United States District Court, D. Maine
ORDER ON DEFENDANT CALAIS REGIONAL HOSPITAL'S
MOTION FOR SUMMARY JUDGMENT
LANCE
E. WALKER U.S. DISTRICT JUDGE.
In this
removed[1] action, the Plaintiff, Donna Webb, alleges
the Defendant, Calais Regional Hospital, retaliated against
her in violation of the Maine Human Rights Act
(“MHRA”) for engaging in activity protected under
the Maine Whistleblower Protection Act
(“MWPA”).[2] Compl. (ECF No. 4-1). Defendant moves for
summary judgment on Plaintiff's single claim, asserting
that Plaintiff's claim under the Whistleblower Protection
Act is preempted by the Labor Management Relations Act. Mot.
Summ. J., 16 (ECF No. 27, #117). For the reasons discussed
below, Defendant's motion is GRANTED.
SUMMARY
JUDGMENT FACTS
The
following statement recites the facts in the light most
favorable to the party opposing the entry of summary
judgment, Plaintiff Donna Webb. D. Me. Loc. R. 56;
Boudreau v. Lussier, 901 F.3d 65, 69 (1st Cir.
2018).
Ms.
Webb worked for Defendant Calais Regional Hospital as a nurse
assigned to the obstetrics unit. Def.'s Statement of
Material Facts (“DSMF”) ¶ 1 (ECF No. 28,
#125). During the period relevant to this complaint, Ms. Webb
was a member of the Maine State Nurses Association, Local
Unit #116. DSMF ¶ 2. As a function of her membership in
the Nurses Association, her employment was subject to a
collective bargaining agreement
(“CBA”).[3] DSMF ¶ 2; DSMF Ex. 1A (ECF No. 28-3);
Loman Decl. Ex. 2 (ECF No. 44-2). In relevant part, the CBA
prohibited discrimination, DSMF Ex. 1A, 7, governed the
process of resignation, id. at 11, outlined a
grievance procedure by which employees were to dispute
“the interpretation or application of any provision of
the [CBA], ” id. at 27, required arbitration
in the case that “no satisfactory settlement is
reached” through the grievance process, id. at
29, and established discipline and discharge procedures,
id. at 44.
On
September 28, 2014, Plaintiff participated in the delivery of
a stillborn baby. Lohman Decl., Ex. H (ECF No. 28-9, #226).
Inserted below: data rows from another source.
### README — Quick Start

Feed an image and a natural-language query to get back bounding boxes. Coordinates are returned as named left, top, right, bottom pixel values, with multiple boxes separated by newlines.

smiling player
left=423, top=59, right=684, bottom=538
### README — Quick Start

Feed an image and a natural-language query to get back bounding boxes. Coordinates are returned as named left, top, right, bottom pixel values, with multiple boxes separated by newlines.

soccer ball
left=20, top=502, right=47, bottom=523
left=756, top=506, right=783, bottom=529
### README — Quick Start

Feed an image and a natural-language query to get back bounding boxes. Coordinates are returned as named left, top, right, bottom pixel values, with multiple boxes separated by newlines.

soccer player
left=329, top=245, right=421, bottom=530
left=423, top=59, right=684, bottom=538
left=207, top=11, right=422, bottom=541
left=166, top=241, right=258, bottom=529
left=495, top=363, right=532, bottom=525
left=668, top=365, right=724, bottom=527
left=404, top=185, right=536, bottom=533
On October 7, 2014 the hospital organized a “Root Cause
Analysis” meeting in which hospital administrators and
caregivers involved with the stillbirth discussed the
incident and formulated preventative measures. DSMF ¶
69. Following the meeting, the Hospital's representatives
made the determination to terminate Webb. PSMF ¶ 63.
However, the Hospital decided to hold off on terminating
Plaintiff and, instead, placed her on administrative leave,
effective October 8, 2014. PSMF ¶ 66. This
administrative leave continued until June 29, 2016, at which
time Ms. Webb was placed on suspension without pay while the
Hospital “contemplat[ed] her discharge from
employment” due to Ms. Webb's role in the
“fetal demise of a patient under [her] care” at
the Hospital. DSMF ¶ 89. On July 13, 2016, Ms. Webb met
with representatives from the Hospital as well as union
representatives to discuss her termination. DSMF ¶ 91.
During this meeting, a union representative, Todd Ricker,
requested that Ms. Webb be allowed to resign instead of being
fired. DSMF ¶ 91. The Hospital's representatives
agreed and Ms. Webb immediately resigned from her position.
DSMF ¶ 93.
DISCUSSION
Summary
judgment is appropriate “if the movant shows that there
is no genuine dispute as to any material fact and the movant
is entitled to judgment as a matter of law.”
Fed.R.Civ.P. 56(a). As cautioned by the Supreme Court,
“the mere existence of some alleged factual dispute
between the parties will not defeat an otherwise properly
supported motion for summary judgment; the requirement is
that there be no genuine issue of material fact.”
Anderson v. Liberty Lobby, Inc., 477 U.S.
242, 247-48 (1986). A material fact is one that has the
potential to determine the outcome of the litigation.
Id. at 248; Oahn Nguyen Chung v.
StudentCity.com, Inc., 854 F.3d 97, 101 (1st
Cir. 2017). To raise a genuine issue of material fact, the
party opposing the summary judgment motion must demonstrate
that the record contains evidence that would permit the
finder of fact to resolve the material issues in her favor.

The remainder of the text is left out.